Alla had watched her younger brother struggle with substance use and die of an overdose, so she had avoided drugs for most of her adult life. But her cocaine use gradually developed into a habit. She began isolating herself from her family and became estranged from her teenage son, and she also started using heroin.
“My family wanted nothing to do with me,” Alla recalls. “They said, ‘You can go into treatment, or you can lose your son.’”
Alla’s journey of recovery through MultiCare began long before she knew it. While at a needle exchange clinic in Spokane, Alla happened to cross paths with a substance use specialist who programmed her number into Alla’s phone and offered to be a lifeline whenever she may need it. Then they went their separate ways.
But after her second overdose, Alla knew she finally needed help. She reached out to that same specialist she had met months earlier, who not only joined Alla at the hospital later that day but also encouraged her to begin taking Suboxone, a medication used to treat opioid dependency that would save her life.

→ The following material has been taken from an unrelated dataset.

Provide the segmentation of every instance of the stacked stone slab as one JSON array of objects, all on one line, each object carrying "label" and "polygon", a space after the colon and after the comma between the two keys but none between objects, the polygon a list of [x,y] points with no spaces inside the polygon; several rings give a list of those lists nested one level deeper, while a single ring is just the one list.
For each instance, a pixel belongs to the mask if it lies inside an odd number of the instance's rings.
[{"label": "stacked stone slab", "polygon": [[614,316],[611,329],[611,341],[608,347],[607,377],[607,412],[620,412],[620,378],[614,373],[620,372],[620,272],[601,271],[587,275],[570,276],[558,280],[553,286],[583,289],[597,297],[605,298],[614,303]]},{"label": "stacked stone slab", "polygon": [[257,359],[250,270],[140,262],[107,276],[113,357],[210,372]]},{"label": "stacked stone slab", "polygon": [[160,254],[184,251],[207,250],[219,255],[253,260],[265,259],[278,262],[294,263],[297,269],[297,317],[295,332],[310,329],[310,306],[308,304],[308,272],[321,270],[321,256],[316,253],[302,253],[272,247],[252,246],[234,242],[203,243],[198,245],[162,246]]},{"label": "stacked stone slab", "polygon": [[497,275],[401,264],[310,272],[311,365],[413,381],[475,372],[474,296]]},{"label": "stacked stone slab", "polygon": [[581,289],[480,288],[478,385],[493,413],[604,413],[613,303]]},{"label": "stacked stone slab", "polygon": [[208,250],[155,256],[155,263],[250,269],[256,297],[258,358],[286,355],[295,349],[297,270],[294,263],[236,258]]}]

“I don’t know what I would do if I hadn’t met her,” Alla says of the MultiCare specialist. “She’s kind of like my angel.”
It’s that personal touch that Alla now applies to her work as a family navigator at the nonprofit organization Peer Spokane, where she uses her experience with substance use disorder to help others. She is also working alongside some of the very same health care providers who helped her start recovery.
“Everybody’s story is different, but recovery is possible,” she says. “We meet people where they’re at. We don’t judge them.”